Melihat profilnya, maka otomatis Hidayat adalah seorang oksidentalis, yaitu orang Timur yang mempelajari kebudayaan dan hal-ihwal mengenai dunia Barat. Oksidentalis adalah lawan kata dari orientalis, yaitu orang Barat yang mempelajari kebudayaan dan hal-ihwal mengenai dunia Timur. Namun sikap jiwa oksidentalis dibandingkan dengan orientalis ibarat langit dan bumi. Ada kesenjangan yang amat besar yang tidak bisa dibandingkan. Jangankan disandingkan, dibandingkan saja tidak bisa. Dalam dunia sepakbola, ibarat membandingkan Persib Bandung dengan Manchester United.

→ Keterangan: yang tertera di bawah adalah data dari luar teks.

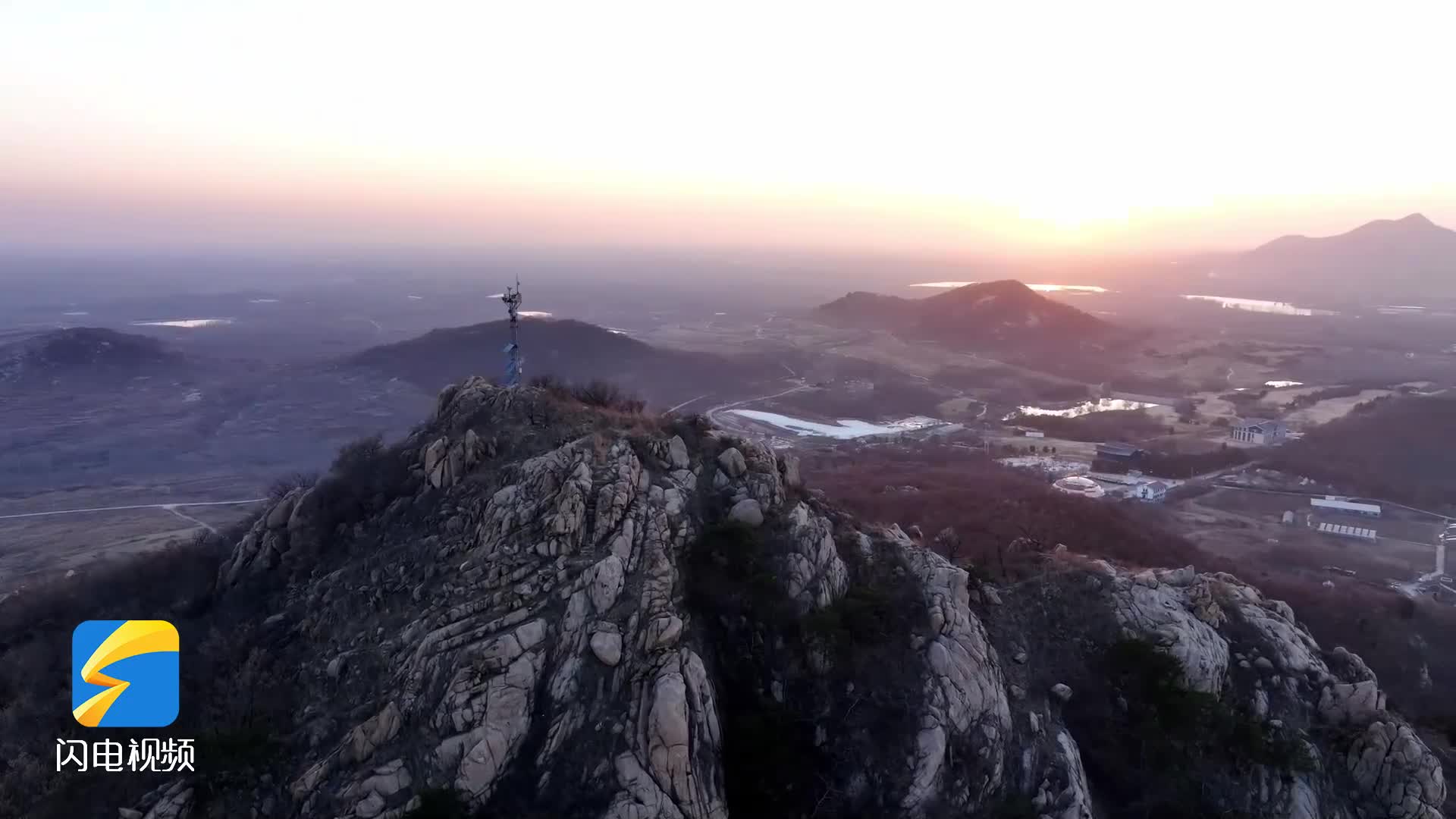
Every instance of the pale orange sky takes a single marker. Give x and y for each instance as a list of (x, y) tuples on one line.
[(1022, 127)]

Oksidentalis seperti Hidayat dan kebanyakan sarjana dari dunia Timur datang belajar ke Barat dengan rasa penuh kagum sehingga apa pun yang berasal dari Barat dianggap modern, lebih superior, dan tentu saja dijadikan standar kebenaran dan kepatutan. Mereka datang ke Barat tidak dengan nalar kritis untuk membandingkan Barat dan dunia di mana mereka dibesarkan. Barat adalah prototipe dan eksemplar modernitas. Tak ada alternatif lain. Sementara Timur sebaliknya harus belajar dari Barat karena Timur terbelakang, miskin, dan bodoh. Standar yang digunakan sebagai tolok ukur murni bersifat bendawi dan duniawi, yang menyebabkan Barat terlihat gemerlap berkilau.
Di lain pihak, orientalis mempelajari dunia Timur dengan sikap eksploitatif yang kejam, dan tak jarang dengan dagu mendongak penuh kesombongan, mereka meremehkan kemanusiaan obyek studi mereka. Bagi orientalis, dunia Timur yang terbelakang, miskin, dan bodoh harus dikuasai, dijajah, dan diperbudak demi interes ekonomi dan politik. Dunia Timur itu inferior dalam semua bidang, karenanya harus diajari agar menjadi berbudaya dan beradab. Orientalisme mempunyai motif imperialisme dan kolonialisme yang jahat. Orientalis mempelajari Timur murni dengan niat untuk menjajah dan menguasai. Tak ada belas kasihan.
Karenanya, bisa kita saksikan dewasa ini bagaimana Paris yang angkuh yang sangat tidak bersahabat dengan Islam. Burqa dilarang, jilbab tidak diperbolehkan di sekolah-sekolah. Padahal jalan-jalan yang lebar, gedung-gedung mentereng, dan taman-taman yang indah di kota cantik dan megah ini adalah hasil dari penjarahan dari negara-negara Islam jajahannya di Afrika Utara. Di Louvre, artefak-artefak bersejarah berumur ratusan bahkan ribuan tahun dipamerkan sebagai simbol penguasaan Prancis atas daerah jajahannya – entah dimiliki dengan cara halal atau dengan paksaan dan kekerasan. Tidak hanya Afrika Utara yang dijarah Prancis. Bahkan artefak Hukum Hammurabi yang berasal dari Mesopotamia kuno pun menjadi koleksi Louvre.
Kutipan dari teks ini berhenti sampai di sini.